The next averaging method we used was double exponential smoothing [29]. It uses two constants and is known to handle trends more efficiently. The equation is obtained as follows

\begin{matrix} S_{t} & = & α y_{t} + (1 - α) (S_{t - 1} + b_{t - 1}) \end{matrix}

(24)

\begin{matrix} b_{t} & = & γ (S_{t} - S_{t - 1}) + (1 - γ) b_{t - 1}, \end{matrix}

(25)

where

α

and

γ

are determined using non-linear optimisation techniques. The m-period-ahead forecast is obtained by

F_{t + m} = S_{t} + m b_{t} .

(26)

In Figure 9 and Figure 10, the thin blue line represents the double exponential smoothed data and the thick blue line shows the linear forecasting result

F_{t + m}

.

In both data examples, the red line shows the predicted trend with our proposed scheme and the series of points marked with + indicates the trend prediction added by the non-trend part predictions. It can be observed, in both figures, that our proposed scheme detected the real data more accurately. See Table 1 for the calculated mean squared errors of each method, for both Kospi and temperature data sets, in Figure 9 and Figure 10.

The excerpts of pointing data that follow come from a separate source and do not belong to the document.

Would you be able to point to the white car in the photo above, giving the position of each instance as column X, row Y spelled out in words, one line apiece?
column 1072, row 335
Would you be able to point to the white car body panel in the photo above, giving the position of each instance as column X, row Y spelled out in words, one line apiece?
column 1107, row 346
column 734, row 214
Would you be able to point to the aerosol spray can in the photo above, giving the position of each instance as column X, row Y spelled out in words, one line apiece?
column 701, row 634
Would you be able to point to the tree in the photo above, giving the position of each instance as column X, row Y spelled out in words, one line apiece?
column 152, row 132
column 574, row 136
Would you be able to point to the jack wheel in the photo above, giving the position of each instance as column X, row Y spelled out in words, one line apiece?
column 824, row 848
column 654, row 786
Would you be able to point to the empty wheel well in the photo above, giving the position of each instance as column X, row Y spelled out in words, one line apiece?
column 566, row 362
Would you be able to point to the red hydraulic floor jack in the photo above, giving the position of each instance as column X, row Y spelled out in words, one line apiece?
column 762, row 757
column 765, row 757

7.2. Comparison with Other Learning Methods

In this sub-section, we compare our proposed method with other learning schemes, such as simple RNN and simple LSTM (both with a single layer). We used a simple version of these schemes on the Kospi data, and the prediction results are shown in Figure 11. With the same training number (4000), the result of LSTM popped up and down, back to around 1.35 at the time 4007, whereas the result of RNN stayed around the real data value. Thus, our result (the red line in the Figure 11), which was closest to the real data, gave the best prediction among these methods. See Table 2 for a comparison of the mean squared errors of each learning method. A comparison using the temperature data gave a similar result, as this is from the simple RNN variances which have some issues (such as vanishing gradient).

8. Conclusions and Future Works

In this paper, we introduced a new algorithm to predict future data from given time-series data by finding trends in the data set which fit into the given data and, then, applying existing simple recurrent neural network learning to them. Here, we propose a technique to collect and find the trend set with three pieces of information—slope, duration, and adjustment. Once the trends set has been collected, it is trained by a simple RNN, such that future trends can be predicted. Additionally, to increase the accuracy of the prediction, we considered the non-trend part in the time-series. A simple RNN was also trained on the non-trend parts and the results were added to the prediction of the trends.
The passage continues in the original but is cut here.